Turbot Poached turbot with mustard butter and new potatoe

Serves Two


  • 400gms skinless turbot fillet per person 
  • 1 carrot sliced
  • 1/2 onion sliced
  • 1 stick of celery sliced 
  • 1 star anise
  • 5 pepper corns 
  • 1 sprig of thyme 
  • 1 bay leaf
  • 5 lemon slices
  • 1 level tablespoon of sea salt 
  • 1 ltr water

For the seed mustard butter:

  • 50mls dry white wine 
  • 3 tablespoons cream
  • 200gms cold diced butter
  • 1 level tablespoon seed mustard

Chefs tip:

To achieve a smooth sauce it is important to keep on whisking whilst adding the cream, butter and mustard


Pour the water into a saucepan and add the carrot, onion, celery, lemon, star anise, peppercorns, thyme, bay leaf and salt.
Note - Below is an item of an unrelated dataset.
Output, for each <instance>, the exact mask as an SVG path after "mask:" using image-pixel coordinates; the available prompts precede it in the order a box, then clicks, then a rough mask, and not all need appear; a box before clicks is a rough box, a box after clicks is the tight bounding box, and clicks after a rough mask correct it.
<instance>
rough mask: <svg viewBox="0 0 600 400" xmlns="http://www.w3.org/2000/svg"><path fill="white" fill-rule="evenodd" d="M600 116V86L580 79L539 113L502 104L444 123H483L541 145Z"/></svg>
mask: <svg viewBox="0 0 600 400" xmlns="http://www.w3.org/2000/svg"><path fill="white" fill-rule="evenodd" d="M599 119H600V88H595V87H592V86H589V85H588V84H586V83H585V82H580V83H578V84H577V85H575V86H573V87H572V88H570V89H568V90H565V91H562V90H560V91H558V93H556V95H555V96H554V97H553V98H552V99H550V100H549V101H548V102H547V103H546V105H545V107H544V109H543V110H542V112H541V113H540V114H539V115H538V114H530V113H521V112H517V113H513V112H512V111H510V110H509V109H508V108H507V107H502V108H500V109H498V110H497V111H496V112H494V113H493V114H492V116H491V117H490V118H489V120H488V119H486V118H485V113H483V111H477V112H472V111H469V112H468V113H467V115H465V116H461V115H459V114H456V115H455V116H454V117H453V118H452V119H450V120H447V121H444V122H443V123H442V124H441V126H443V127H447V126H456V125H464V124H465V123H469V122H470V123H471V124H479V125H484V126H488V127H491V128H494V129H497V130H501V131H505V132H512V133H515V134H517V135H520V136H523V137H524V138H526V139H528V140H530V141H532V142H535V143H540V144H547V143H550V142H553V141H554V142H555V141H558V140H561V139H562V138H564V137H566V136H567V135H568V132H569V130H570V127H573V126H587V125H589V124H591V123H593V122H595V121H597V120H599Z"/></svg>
Bring the seasoned water to a boil and drop in the turbot fillets, turn off the heat immediately and cover with a lid, leave standing  for 10 minutes.

To make the seed mustard butter take 50mls of the poaching liquor in a small pan, add the white wine and reduce the volume by two thirds. Lower the heat and add the cream then whisk in the butter until melted, finally adding the grain mustard. Remove from the heat.

To serve carefully lift the fillets from the poaching liquor with a slotted spoon and place on a warm plate, drizzle with a small amount of the grain mustard butter. This dish is great with boiled new potatoes and a glass of chilled Riesling.